When you expect the market to rise, you see every sign of an increase. When you just won a buy order, you will easily see opportunities to buy again. Your brain likes to be proven right, rather than warned that it is wrong. And the more you try to protect your initial belief, the more likely you are to hit subsequent losing trades, not because the market is difficult, but because you 'are no longer honest with the data'.
The market doesn't care what you think, nor does it work against you. But the ego does. The ego likes continuity, likes to be right, likes to be praised (even if it's just in your head). And so you unconsciously adjust your perspective to match your expectations, then wonder why a beautiful order ends up being wrong.

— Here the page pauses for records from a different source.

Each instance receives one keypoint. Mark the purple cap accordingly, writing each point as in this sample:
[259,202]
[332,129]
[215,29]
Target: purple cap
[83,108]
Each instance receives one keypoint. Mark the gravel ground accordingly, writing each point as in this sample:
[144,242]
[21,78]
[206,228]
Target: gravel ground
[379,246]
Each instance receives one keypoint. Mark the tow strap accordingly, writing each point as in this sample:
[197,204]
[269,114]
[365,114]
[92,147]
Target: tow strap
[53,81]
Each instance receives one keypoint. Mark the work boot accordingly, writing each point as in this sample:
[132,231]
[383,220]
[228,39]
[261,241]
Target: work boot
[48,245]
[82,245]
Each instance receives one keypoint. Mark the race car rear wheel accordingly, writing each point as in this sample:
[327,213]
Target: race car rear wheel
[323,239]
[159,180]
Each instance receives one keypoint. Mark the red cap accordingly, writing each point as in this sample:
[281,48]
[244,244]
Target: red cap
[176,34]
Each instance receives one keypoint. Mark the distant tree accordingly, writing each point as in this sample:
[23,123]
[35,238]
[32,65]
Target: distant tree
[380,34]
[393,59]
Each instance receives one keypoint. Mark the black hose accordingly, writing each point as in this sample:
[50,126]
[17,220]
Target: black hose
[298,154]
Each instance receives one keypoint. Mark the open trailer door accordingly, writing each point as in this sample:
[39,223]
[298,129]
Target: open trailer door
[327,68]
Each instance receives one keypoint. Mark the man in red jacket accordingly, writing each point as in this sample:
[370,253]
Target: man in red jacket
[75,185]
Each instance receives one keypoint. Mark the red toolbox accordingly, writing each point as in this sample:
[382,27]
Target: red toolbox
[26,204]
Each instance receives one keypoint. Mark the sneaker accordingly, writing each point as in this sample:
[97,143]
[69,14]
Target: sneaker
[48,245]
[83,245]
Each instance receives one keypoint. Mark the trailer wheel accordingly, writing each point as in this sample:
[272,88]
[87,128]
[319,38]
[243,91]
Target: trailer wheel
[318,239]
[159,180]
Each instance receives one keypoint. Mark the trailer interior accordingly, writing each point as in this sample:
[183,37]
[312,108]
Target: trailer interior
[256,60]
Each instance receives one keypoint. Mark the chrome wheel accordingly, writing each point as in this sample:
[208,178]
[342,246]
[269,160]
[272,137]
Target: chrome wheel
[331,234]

The solution does not lie in becoming 'numb', but in 'becoming intentionally objective'. Before entering an order, write down what would make you cancel the order. If there are no conditions for cancellation, it means you are looking for reasons to enter, not looking for reasons to be right.
In the end, you are not trading with the market, you are trading with your own emotional version every day. And if you don’t realize you are wearing a filter of expectations, you will see the market in the color of your own ego, not in the color of the truth.
And because of this mechanism, in 60% of the time the market consists of 50/50 gambling waves, where 50% of the data supports the bullish side and 50% supports the bearish side. There will be enough space for your desires, whether you believe in the bullish side or the bearish side, you will also have data to support that belief. And the function of the brain is to ignore 50% of data in the opposite direction by 'confirmation bias'. At that point, your winning ratio is no different from a gambler placing bets, regardless of your knowledge.
SUMMARY OF ALDEN'S 2-2-6 FORMULA
In the market, 20% are waves to focus on, 20% are waves to avoid, and 60% are trap waves. It sounds simple. But to live with it, you must learn the three hardest lessons in this profession:
1. Know when to focus all your efforts.
2. Know when to absolutely stay out.
3. Know to stop even when you 'almost believe' you are right.
Start by sticking three pieces of paper next to your screen:
- Blue - “20% Clear Opportunity”
- Red - “20% Noise - avoid”
- Gray - “60% Illusion Zone, staying out is also a decision”
Before each order, ask yourself: “Which zone does this order belong to?”
If you cannot answer decisively, default to the Gray zone, cancel.
The 2-2-6 formula is an immune system, not a guide to win quickly. You don’t need many trades. You need to focus on fewer correct trades, and the fewer ambiguous trades, the better. And after living with this formula for a while, you will realize that profits come from the right 20% of trades, while the rest is nearly break-even or slightly negative. And the decision to maintain discipline to stay out during 80% of unclear and risky times is what helps us survive in the market.